Lawmakers passed the bill in a bipartisan vote, 29-20. It now goes to Republican Gov. Terry Branstad. The Republican-controlled House approved the bill 79-18 last month.
Under the proposal, adults convicted of such crimes as aggravated misdemeanor assault and theft would submit a DNA sample.
The law would not apply to convictions that happen before its passage. Under current Iowa law, only convicted felons and sexual offenders are required to submit DNA samples.
Samples would be added to the federal DNA database, called the National DNA Index, which contains more than 10 million offender profiles. About 77,400 of those are from Iowa.
Bill sponsor Sen. Steven Sodders, D-State Center, noted that aggravated misdemeanors by Iowa standards are considered felonies in other states.

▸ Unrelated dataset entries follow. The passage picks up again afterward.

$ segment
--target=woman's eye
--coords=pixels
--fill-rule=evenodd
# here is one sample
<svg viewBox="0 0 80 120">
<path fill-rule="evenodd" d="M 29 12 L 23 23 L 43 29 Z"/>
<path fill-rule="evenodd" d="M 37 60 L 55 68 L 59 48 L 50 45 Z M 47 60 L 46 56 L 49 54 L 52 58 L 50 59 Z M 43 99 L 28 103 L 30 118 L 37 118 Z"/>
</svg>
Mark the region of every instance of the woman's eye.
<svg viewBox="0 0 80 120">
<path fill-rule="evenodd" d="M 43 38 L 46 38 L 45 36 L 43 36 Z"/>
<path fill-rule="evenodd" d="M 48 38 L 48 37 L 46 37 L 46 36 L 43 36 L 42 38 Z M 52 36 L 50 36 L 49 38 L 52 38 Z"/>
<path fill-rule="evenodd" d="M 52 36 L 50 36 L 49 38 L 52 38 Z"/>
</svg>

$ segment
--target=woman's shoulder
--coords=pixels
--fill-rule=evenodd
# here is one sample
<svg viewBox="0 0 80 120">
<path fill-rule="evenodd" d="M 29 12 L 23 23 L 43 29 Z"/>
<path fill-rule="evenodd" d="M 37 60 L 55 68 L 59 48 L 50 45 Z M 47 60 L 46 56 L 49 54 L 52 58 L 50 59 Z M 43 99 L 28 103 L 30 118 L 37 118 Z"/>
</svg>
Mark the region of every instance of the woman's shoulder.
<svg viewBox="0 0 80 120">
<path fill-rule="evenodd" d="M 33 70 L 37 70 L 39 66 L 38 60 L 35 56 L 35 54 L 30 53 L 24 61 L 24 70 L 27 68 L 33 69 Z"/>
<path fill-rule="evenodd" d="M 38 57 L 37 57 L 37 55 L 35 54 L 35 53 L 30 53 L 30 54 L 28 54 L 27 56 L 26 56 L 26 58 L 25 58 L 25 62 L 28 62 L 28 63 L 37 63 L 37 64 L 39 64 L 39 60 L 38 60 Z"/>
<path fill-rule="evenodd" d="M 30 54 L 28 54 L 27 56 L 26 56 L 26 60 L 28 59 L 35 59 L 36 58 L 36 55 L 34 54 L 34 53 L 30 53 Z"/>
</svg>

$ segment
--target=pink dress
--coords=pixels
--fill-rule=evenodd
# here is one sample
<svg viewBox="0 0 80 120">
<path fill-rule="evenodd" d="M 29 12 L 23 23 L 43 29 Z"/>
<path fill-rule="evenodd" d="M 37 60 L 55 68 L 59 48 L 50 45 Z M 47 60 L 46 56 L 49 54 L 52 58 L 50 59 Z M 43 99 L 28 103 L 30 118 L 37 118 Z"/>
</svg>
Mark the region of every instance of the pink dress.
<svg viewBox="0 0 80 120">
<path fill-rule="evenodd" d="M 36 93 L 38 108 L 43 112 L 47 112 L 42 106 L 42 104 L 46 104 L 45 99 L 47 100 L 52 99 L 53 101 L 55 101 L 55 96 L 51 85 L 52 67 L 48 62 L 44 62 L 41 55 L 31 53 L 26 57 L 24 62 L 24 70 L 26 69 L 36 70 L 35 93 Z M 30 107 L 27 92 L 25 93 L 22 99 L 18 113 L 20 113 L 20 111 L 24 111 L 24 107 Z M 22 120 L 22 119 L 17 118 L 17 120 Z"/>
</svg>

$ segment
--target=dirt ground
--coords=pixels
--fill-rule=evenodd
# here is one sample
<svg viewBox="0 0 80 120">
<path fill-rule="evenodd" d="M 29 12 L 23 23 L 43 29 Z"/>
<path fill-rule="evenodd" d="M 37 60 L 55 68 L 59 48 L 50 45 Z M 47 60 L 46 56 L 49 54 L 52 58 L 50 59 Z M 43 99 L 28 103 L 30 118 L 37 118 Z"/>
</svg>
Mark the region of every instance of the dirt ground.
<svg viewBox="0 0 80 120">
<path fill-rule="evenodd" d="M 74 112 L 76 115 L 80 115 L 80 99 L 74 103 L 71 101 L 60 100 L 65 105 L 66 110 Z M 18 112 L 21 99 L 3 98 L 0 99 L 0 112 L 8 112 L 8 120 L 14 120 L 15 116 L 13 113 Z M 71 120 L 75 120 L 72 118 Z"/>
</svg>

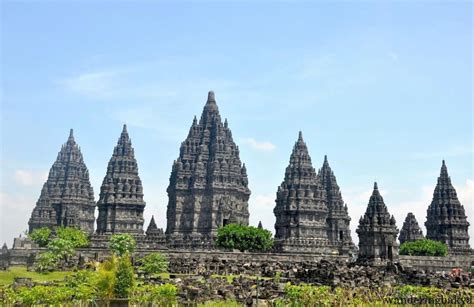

“A lot of people we charge with felonies plead down to an aggravated misdemeanor. ... It doesn't make the assault on that victim any less of a felony, but that's what happens in our system,” he said.
In Iowa, aggravated misdemeanors are punishable by up to two years in prison.
As of 2011, five states do DNA profiling for numerous misdemeanors, 22 for burglary arrests and 25 for sex crime arrests.
Sodders amended the bill to exempt deferred judgment cases and misdemeanors related to hazardous waste, agricultural production and gambling. Traffic offenses are also exempt unless a person has three operating while intoxicated convictions in 12 years.
Iowa Attorney General Tom Miller said collecting the DNA samples would help authorities solve cases. But the American Civil Liberties Union opposes it and said it's an excessive and invasive use of the practice.
Sen. Herman Quirmbach, D-Ames, voted against the bill for similar reasons, saying it violates privacy rights.
“That sample can be revisited in the future to reveal who knows what kind of information,” he said. “If solving past crimes is our only goal, then what stops us from taking DNA samples from those who are not suspects in those crimes? Why not take DNA samples from everyone?”
Senators rejected an effort by Sen. Mark Chelgren, R-Ottumwa, to amend the bill to require samples from convicted juveniles and people in the U.S. illegally who are stopped by police.
“There are many instances when we track citizens of Iowa because they submit to DNA testing, but we have little opportunity to track those in state illegally,” he said. “As opposed to facing justice in Iowa they will go back to their country of origin.”
His amendment was ruled irrelevant to the subject matter of the bill.